Autre exemple : Christophe Cassou, climatologue toulousain, qui a prononcé un discours lors du rassemblement contre l’autoroute Toulouse Castres. Il est également membre de l’Atelier de l’écologie politique de Toulouse (Atecopol), un réseau de chercheuses et chercheurs qui expérimentent de nouvelles formes d’actions pour mobiliser le monde scientifique. Atecopol compte plus de 210 membres et possède des nombreuses antennes régionales (Paris, Montpellier, Rennes, Marseille...).
« Aujourd’hui, de plus en plus de collègues ressentent la nécessité de mener une démarche ensemble. Ce n’est pas encore unanime, car cela pose des questions complexes. Notamment sur ce qu’on peut porter comme message en tant que scientifique. Ces questions sont débattues mais de manière moins frileuses qu’autrefois », explique Laure Teulieres, maîtresse de conférences en histoire contemporaine à Toulouse et membre d’Atecopol.
L’investissement des intellectuels dans les luttes permet aussi d’apporter une légitimité scientifique, sans pour autant s’accaparer le combat des militants. « Nous avons une expertise sur certains sujets que nous pouvons partager dans les médias. On accepte de parler à la presse, ce qui permet aussi de prendre le relais dans la prise de parole médiatique », dit François Jarrige.
Précarité
Si des personnalités comme Christophe Cassou, Valérie Masson Delmotte, Philippe Descola ou même Francis Hallé peuvent se permettre de s’engager publiquement pour défendre les luttes locales, c’est plus difficile pour les jeunes chercheurs en début de carrière.

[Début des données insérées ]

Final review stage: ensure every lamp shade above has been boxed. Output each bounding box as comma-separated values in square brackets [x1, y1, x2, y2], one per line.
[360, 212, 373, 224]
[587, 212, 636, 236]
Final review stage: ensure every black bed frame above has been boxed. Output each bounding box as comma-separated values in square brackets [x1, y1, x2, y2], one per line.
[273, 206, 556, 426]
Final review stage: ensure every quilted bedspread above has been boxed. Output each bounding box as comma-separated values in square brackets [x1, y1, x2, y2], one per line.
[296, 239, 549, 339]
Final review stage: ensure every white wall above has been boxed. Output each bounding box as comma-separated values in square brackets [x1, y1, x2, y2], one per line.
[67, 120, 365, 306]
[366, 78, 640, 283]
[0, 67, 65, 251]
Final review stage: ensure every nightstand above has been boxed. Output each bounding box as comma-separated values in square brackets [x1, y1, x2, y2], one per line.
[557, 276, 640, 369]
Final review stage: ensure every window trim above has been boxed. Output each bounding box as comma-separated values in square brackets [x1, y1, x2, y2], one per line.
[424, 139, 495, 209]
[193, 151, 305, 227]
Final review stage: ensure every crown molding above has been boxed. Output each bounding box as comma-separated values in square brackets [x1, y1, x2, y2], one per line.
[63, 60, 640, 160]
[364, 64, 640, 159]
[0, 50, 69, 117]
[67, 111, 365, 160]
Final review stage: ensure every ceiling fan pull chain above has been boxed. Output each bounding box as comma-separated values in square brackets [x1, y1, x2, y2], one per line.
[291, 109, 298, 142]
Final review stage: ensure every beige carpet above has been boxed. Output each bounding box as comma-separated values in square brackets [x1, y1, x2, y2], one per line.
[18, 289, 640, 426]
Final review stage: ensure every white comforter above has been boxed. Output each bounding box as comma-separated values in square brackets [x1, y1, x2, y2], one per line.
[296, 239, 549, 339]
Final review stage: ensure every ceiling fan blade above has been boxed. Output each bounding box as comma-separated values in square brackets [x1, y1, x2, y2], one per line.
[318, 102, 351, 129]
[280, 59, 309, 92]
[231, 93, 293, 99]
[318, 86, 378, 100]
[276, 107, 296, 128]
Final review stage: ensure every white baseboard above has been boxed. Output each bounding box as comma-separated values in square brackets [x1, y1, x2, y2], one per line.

« On est dans système avec beaucoup de précarité et du financement par projet », explique Christophe Bonneuil, rappelant la vassalité de la recherche à l’égard des grands groupes industriels. Selon Greenpeace, plus de la moitié des structures de recherche publique françaises entretiennent « des liens étroits » avec TotalÉnergies. « Ce système est l’héritier de deux siècles de développement industriel et de capitalisme. Forcément il y n’aura pas de transition si on ne réoriente pas cet ensemble d’institution », conclut Christophe Bonneuil.